Antes de entrar no caso específico, vale esclarecer: plágio ocorre quando alguém apresenta como seu o trabalho intelectual de outra pessoa, sem a devida atribuição. Pode ser a cópia literal de trechos de um texto, a apropriação de uma ideia, ou mesmo pequenas mudanças de palavras em um conteúdo originalmente criado por terceiros. No meio acadêmico, o plágio é considerado uma das infrações mais graves, porque compromete a confiança na produção de conhecimento e fere diretamente o princípio de originalidade que sustenta a pesquisa científica. Para a lei brasileira é tanto uma violação de natureza civil, passível de reparação financeira, quanto um crime previsto no código penal.
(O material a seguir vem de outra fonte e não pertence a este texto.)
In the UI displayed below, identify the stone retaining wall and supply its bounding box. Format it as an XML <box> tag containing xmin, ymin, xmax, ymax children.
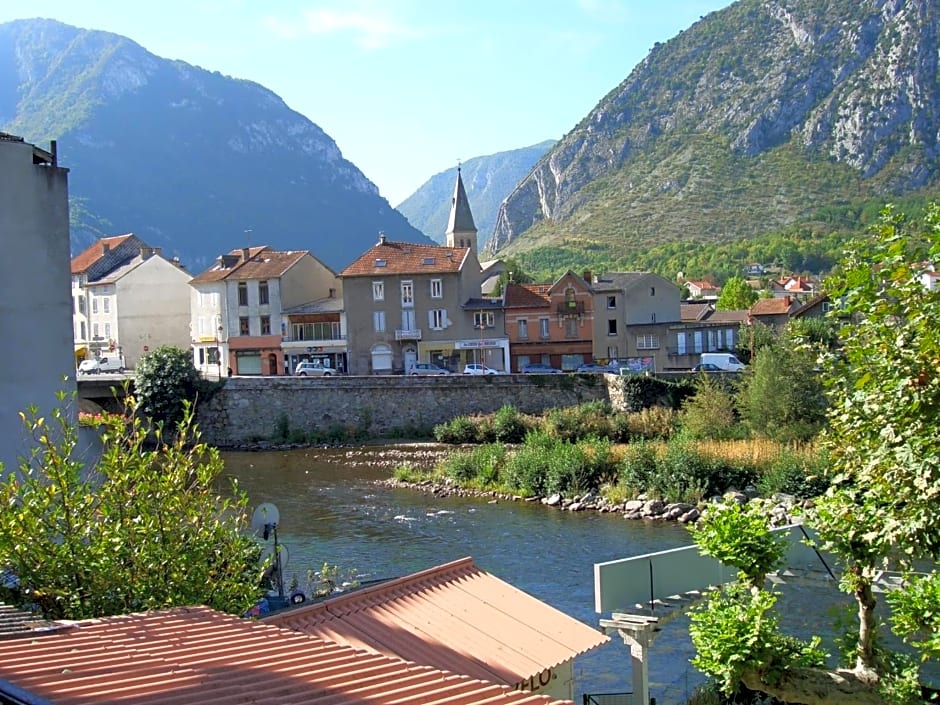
<box><xmin>196</xmin><ymin>374</ymin><xmax>622</xmax><ymax>447</ymax></box>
Nos anos 90, Vladimir Putin apresentou sua tese de doutorado em Economia na Universidade de Mineração de São Petersburgo. Anos mais tarde, em 2006, pesquisadores da Brookings Institution e jornalistas da revista Time revelaram que pelo menos 16 páginas do trabalho eram praticamente idênticas a um manual acadêmico publicado pela Universidade de Pittsburgh, nos Estados Unidos. Esse manual, chamado Strategic Planning and Policy, circulava traduzido em bibliotecas russas na época. A semelhança entre os textos foi considerada inequívoca por especialistas.

Em qualquer grande universidade ocidental, um escândalo desse porte poderia resultar em cassação do título acadêmico. Mas na Rússia, a denúncia foi abafada. Não houve sequer investigação formal, não se abriu processo disciplinar, e o episódio foi simplesmente ignorado pelas autoridades acadêmicas.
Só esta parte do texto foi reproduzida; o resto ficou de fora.